Welcome to the forum @Gaoqi . To help figure out the cause of the NetworkTimeout, please can you post outputs of the following commands

  1. On the CryoSPARC master computer:
    hostname -f
    curl 127.0.0.1:61001
    
  2. On the CryoSPARC worker node, which may or may not be the same computer as the CryoSPARC master, where the 2D classification failed:
    hostname -f
    curl gouaux-cs2.ohsu.edu:61001
    

Please also let us know if the errors are restricted job types or worker nodes, and whether affected job types sometimes work or always fail.

For master computer:
[gouaux-cryosparc@gouaux-cs2 cryosparc]$ curl 127.0.0.1:61001

It looks like you are trying to access MongoDB over HTTP on the native driver port.

[gouaux-cryosparc@gouaux-cs2 cryosparc]$ hostname -f
gouaux-cs2.ohsu.edu

For worker node:
[gouaux-cryosparc@condo-11-48 ~]$ curl gouaux-cs2.ohsu.edu:61001

It looks like you are trying to access MongoDB over HTTP on the native driver port.

[gouaux-cryosparc@condo-11-48 ~]$ hostname -f
condo-11-48.local

This error occurs on many kinds of jobs. It sometimes can be fixed through restart of job. Currently, we didn’t met this error. It occurs randomly.

Thanks for running those curl commands.

What is the output of the command
free -h on the gouaux-cs2 computer?

Do NetworkTimeout errors tend to occur when gouaux-cs2 or the network is particularly busy?

@Gaoqi

This might be related to our problems. We’ve adjusted the timeout, but it hasn’t been long enough to know if it has improved the issue.

Jobs Failing Sporadically - pymongo.errors.ServerSelectionTimeoutError

Thank you! I just met this error this morning again.

[gouaux-cryosparc@gouaux-cs2 cryosparc]$ free -h
total used free shared buff/cache available
Mem: 31Gi 8.6Gi 1.7Gi 12Mi 21Gi 22Gi
Swap: 0B 0B 0B

I didn’t notice tha network status when the error occurs. I will keep an eye on it next time.

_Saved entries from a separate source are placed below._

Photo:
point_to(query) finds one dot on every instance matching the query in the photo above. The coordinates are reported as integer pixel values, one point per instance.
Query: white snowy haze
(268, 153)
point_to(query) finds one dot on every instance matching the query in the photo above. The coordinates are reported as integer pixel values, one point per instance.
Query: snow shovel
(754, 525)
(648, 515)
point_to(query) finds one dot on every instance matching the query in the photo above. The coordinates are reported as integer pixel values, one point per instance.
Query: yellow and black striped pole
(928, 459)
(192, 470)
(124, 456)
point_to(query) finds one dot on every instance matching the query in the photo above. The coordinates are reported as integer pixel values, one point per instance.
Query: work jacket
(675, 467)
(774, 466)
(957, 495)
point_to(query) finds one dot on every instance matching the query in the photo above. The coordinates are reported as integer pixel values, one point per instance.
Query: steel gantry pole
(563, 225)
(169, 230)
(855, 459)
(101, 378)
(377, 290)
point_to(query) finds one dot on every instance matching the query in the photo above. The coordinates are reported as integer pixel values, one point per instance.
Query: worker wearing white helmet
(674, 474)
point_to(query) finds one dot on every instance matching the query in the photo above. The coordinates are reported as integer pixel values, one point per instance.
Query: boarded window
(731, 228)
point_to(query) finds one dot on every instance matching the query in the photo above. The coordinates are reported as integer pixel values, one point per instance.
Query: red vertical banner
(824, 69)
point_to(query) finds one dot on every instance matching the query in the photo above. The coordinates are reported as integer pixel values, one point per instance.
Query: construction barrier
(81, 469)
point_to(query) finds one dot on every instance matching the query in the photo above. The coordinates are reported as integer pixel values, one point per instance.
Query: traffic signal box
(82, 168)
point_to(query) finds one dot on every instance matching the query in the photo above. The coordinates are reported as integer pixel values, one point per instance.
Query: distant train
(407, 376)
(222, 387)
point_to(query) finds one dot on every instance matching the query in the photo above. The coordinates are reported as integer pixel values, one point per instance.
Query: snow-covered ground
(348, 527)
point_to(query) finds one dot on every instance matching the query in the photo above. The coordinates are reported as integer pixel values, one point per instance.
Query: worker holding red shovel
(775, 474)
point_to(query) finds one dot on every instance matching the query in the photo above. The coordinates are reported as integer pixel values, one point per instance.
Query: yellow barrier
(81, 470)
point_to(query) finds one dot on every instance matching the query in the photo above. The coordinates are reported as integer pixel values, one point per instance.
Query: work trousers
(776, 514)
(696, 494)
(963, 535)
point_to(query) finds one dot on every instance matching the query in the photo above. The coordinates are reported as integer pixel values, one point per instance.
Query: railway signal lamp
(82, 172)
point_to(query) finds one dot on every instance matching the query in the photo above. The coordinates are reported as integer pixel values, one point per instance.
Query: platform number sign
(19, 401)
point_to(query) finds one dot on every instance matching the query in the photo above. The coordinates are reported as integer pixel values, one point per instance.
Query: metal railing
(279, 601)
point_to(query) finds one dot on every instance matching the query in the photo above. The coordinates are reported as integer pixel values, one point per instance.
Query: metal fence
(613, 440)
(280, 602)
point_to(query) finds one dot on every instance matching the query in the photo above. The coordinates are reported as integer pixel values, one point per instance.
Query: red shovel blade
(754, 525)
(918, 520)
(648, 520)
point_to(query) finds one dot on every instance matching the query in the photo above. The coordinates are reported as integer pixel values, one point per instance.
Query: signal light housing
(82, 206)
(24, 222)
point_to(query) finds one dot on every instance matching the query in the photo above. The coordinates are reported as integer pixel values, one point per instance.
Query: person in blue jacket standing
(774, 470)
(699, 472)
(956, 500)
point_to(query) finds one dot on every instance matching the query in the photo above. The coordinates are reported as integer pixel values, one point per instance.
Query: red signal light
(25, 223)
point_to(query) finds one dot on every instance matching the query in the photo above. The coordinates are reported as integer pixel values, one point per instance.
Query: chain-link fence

Thanks for posting the RAM details. Approx. how many users are using this CryoSPARC instance concurrently at any given time? Does gouaux-cs2 serve any other purposes apart from being the master of a single CryoSPARC instance?

1-2 users might use CryoSPARC instance concurrently. gouaux-cs2 doesn’t serve other purposes.

@Gaoqi
Another user recently reported a similar error at the same institution/network domain:

You may want to check with your IT support if both CryoSPARC master installations share any infrastructure and whether they can identify a common cause for the errors, other than potential intermittent spikes in the master hosts’ RAM use during interactive jobs.

Thank you for your suggestion. I have checked with the IT support team. They have been investigating but haven’t identified the cause for the error since last week.

@Gaoqi @DXLee. You may want to investigate whether the port 61001-related timeouts coincide with transient network disruptions (with the help of your IT support) or with issues on the CryoSPARC master servers. For the latter, you may check whether the instance logs show unusual patterns around the time when jobs fail with timeout errors related to port 61001:

  1. look up the time of the job error (replace P99, J199 with actual project and job IDs):
    cryosparcm eventlog P99 J199 | tail -n40
    
  2. check for unexpected activity inside supervisord.log or unusually slow query times inside database.log that coincide with the time of the job failure. The logs can be accessed with the
    cryosparcm log supervisord | less and
    cryosparcm log database | less commands. If current logs have rotated after the time of the error, older logs (with suffixes .1.9) can be found in the cryosparc_master/run/ directory.

Thank you,

I’ve forwarded this advice to IT support. Hopefully they will able to track down network disruptions if present.

In my case, I haven’t been able to find anything suspicious in supervisord.log or database.log.